Expondo uma versão não tão desconhecida (ao menos para os cristãos) sobre as horas finais da vida de Cristo na terra, o filme pode ser também interpretado como um "tapa na cara" daqueles que, embebidos em hipocrisia, riem e se divertem com cenas de violência em outros filmes, onde os protagonistas são "pagãos", mas se estremecem diante da violência praticada contra o "filho do Senhor". E nossos mortais? Podem ser violentados livremente nos cinemas, na TV e na vida real? Será que o sofrimento de Cristo não se estende ao sofrimento de outros protagonistas menos "sacralizados" de outros filmes, como aqueles da Cidade de Deus, tão ou mais humilhados quanto ele? Porque ver Cristo ser violentado é mais inaceitável e dói mais do que ver crianças pobres e negras sendo violentadas e assassinadas? Será que é porque elas não são filhas de Deus? Ou será que é porque elas merecem mesmo esse tratamento já que são todas criminosos em potencial e se tornarão grandes assassinos sanguinários no futuro breve?

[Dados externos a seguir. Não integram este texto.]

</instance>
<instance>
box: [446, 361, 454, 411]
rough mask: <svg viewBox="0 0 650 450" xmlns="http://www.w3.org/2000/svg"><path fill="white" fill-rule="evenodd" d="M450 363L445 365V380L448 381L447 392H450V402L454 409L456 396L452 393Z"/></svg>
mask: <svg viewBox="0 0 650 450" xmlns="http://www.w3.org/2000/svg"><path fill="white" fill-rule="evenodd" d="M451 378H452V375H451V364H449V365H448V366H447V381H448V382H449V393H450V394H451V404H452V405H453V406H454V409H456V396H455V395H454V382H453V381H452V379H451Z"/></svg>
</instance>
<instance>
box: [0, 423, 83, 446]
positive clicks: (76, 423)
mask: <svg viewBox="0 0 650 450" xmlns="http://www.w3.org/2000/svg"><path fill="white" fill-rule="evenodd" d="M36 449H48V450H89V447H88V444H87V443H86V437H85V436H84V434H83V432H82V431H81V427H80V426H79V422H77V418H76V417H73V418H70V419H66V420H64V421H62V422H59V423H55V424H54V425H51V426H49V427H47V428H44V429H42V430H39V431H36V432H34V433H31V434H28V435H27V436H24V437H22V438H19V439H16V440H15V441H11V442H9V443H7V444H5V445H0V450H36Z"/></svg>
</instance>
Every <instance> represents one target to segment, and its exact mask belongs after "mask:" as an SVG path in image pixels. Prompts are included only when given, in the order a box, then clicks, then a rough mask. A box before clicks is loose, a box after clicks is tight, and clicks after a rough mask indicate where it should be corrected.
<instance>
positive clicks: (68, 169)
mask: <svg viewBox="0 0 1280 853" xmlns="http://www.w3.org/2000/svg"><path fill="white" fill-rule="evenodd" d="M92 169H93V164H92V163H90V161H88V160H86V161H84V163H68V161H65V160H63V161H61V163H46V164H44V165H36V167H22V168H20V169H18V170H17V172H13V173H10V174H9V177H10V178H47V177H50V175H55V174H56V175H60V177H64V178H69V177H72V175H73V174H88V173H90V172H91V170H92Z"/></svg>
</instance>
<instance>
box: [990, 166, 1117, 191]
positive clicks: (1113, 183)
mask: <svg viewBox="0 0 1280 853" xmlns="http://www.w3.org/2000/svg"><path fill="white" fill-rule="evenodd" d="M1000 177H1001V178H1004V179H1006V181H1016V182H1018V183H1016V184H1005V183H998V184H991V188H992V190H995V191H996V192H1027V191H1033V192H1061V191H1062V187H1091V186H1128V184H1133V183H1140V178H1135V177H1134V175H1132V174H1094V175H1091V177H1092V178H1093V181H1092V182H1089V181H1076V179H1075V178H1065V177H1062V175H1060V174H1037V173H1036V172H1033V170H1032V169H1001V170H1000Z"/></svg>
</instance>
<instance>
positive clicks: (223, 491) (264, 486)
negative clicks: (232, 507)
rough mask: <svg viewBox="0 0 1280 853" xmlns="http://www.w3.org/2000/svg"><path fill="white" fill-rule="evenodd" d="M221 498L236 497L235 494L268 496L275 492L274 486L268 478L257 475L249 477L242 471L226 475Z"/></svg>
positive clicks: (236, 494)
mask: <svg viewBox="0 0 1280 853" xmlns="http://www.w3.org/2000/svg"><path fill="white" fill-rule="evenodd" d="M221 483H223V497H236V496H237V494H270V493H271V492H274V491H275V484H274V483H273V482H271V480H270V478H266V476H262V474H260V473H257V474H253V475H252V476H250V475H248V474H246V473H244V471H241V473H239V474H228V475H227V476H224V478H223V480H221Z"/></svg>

De forma deliberada ou não, talvez seja esta a maior mensagem oferecida pelo filme A Paixão de Cristo: desmistificar a hipocrisia do expectador que, ao mesmo tempo que permite que cenas de violência explícita sejam motivos de riso e puro entretenimento, reage de modo acrítico à violência praticada contra o símbolo sagrado do cristianismo.

Não é necessariamente preciso ser um grande cristão para saber que a vida de Cristo simbolizou a vida dos homens (mortais) e que o seu sofrimento, retratado com maior ou menor fidelidade no filme de Gibson, é uma lição rumo ao amor, respeito e a tolerância entre as pessoas.

Enquanto Gibson humilha, violenta e mutila Cristo em seu filme, de forma definitivamente chocante e até mesmo letal para alguns expectadores, qual seria o valor da vida de todos os outros "filhos de Deus" que sofrem e morrem violentamente em outros filmes, na televisão e principalmente na vida real? Talvez, crucificar Cristo de forma tão violenta e selvagem seja realmente necessário para mostrar aos expectadores o quão longe do ideal bíblico de um mundo melhor nós nos encontramos, devido a banalização da violência cometida contra nossos próprios "irmãos".